COMMENTARY – Alberta NDP Leader Naheed Nenshi has turned to a hard-edged New York City political ad firm to reshape public opinion in Canada’s most conservative province – importing the exact brand of extremist demonization that has already fueled assassinations and killings south of the border.
Nenshi’s party hired Fight Agency, the Democratic media consultants behind viral campaigns, to produce slick relaunch ads positioning the NDP as Alberta’s saviors. Critics say the move isn’t just about better production values – it’s about weaponizing American-style polarization, complete with the casual Nazi smears that have normalized violence in U.S. politics.
Rhetoric with Body Count
In the United States, years of Democrats and aligned media figures branding Republicans, conservatives, and Donald Trump as “Nazis,” “fascists,” and existential threats to democracy preceded real bloodshed. Multiple assassination attempts targeted Trump. In September 2025, conservative activist Charlie Kirk was assassinated in Utah, prompting even some Democrats to admit the “Nazi” labeling had gone too far and created a permission structure for extremism.
The pattern is clear: Once you brand your opponents as literal Nazis, debate ends, and anything becomes justifiable.

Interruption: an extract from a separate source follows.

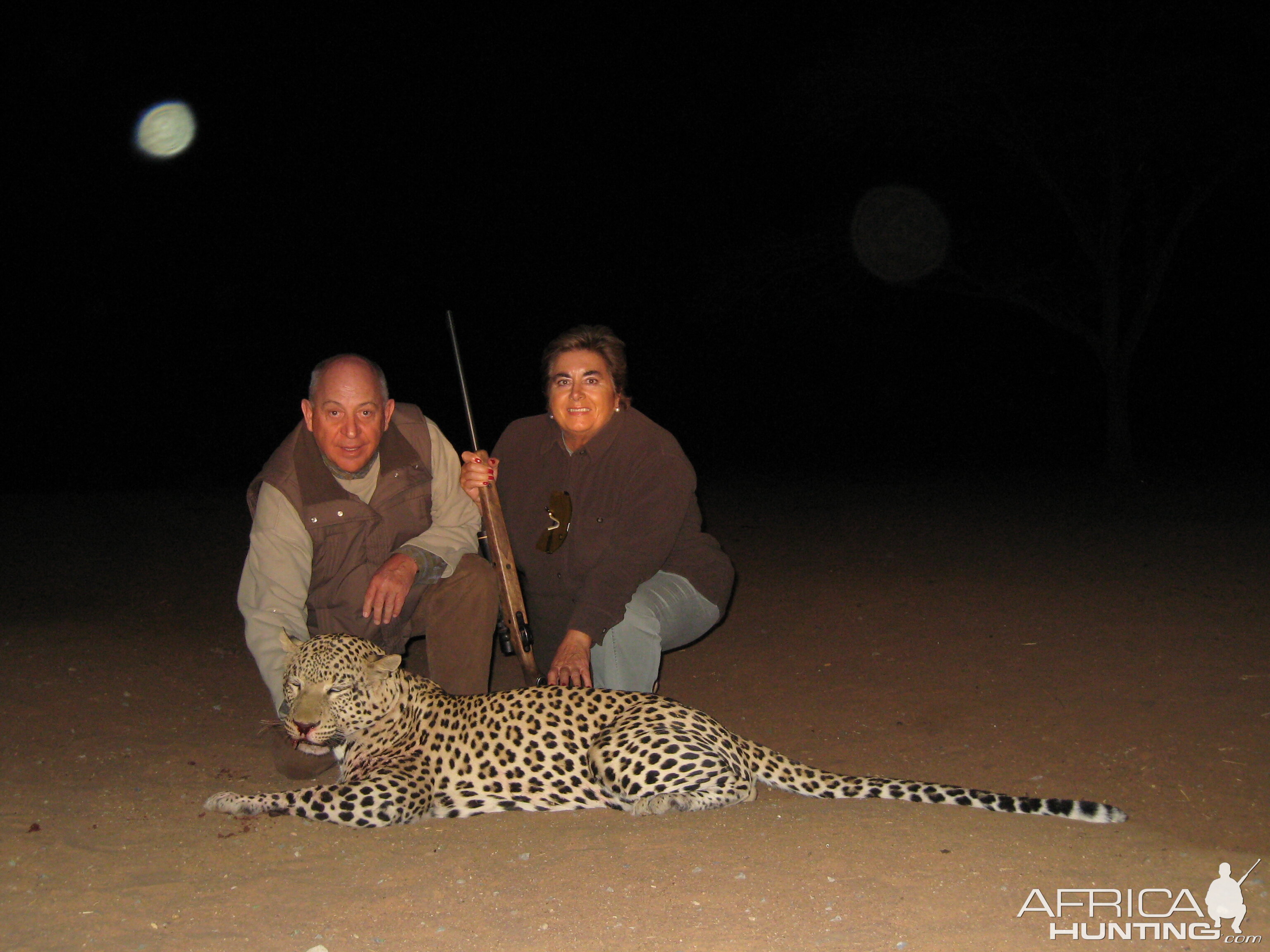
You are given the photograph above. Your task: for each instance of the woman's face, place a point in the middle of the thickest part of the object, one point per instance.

Now that same toxic playbook has crossed into Alberta, courtesy of Nenshi’s American hires.
“One Day You Are Going to Get Yours”
Enter NDP MLA Janis Irwin and the disturbing tolerance in certain NDP circles for outright threats. A merch seller gained traction with videos and products viciously attacking Premier Danielle Smith, explicitly calling her a “Nazi” and ranting: “One day, you are going to get yours.” The seller peddled T-shirts and gear framing Smith as deserving violent payback, while Irwin and elements of the NDP ecosystem have amplified or failed to condemn the broader wave of dehumanizing attacks.
This isn’t fringe. It’s part of a pattern where Smith and UCP figures face routine Nazi comparisons from NDP-aligned voices over policy disagreements on energy, mandates, or provincial autonomy – the very rhetorical escalation Nenshi’s U.S. consultants are helping professionalize.
Nenshi’s Own History of Division
This latest chapter fits Nenshi’s longstanding penchant for divisive rhetoric. During the COVID era, he lashed out at anti-mask protesters – a diverse group of Albertans – labeling their rallies “thinly veiled white nationalist supremacist anti-government protests” and declaring they “don’t deserve to eat”. The authoritative 2023 Cochrane Review later confirmed that community masking made little or no difference to respiratory illness transmission.
Fight Agency’s involvement raises serious questions about foreign influence in Canadian provincial politics. While Nenshi touts “Alberta values,” he’s outsourcing messaging to operatives steeped in the cutthroat U.S. Democratic machine – the same machine whose rhetoric correlates with dead bodies and terror plots. Alberta critics rightly ask: If foreign interference is a concern when it suits the left, why the silence when it’s a New York firm teaching Alberta how to hate more effectively?
Nenshi’s team defends the hire as modern campaigning. But Albertans deserve better than imported division. When “Nazi” becomes the default slur against a duly elected premier, and threats like “one day you’ll get yours” draw shrugs or quiet cheers from certain NDP circles, the guardrails of civil discourse are gone.
This isn’t politics. It’s pre-incitement. Alberta’s proud, pragmatic tradition is under assault by the very forces Nenshi invited in to sow division and hate. The question now is whether voters will reject this dangerous import before words turn into something far worse.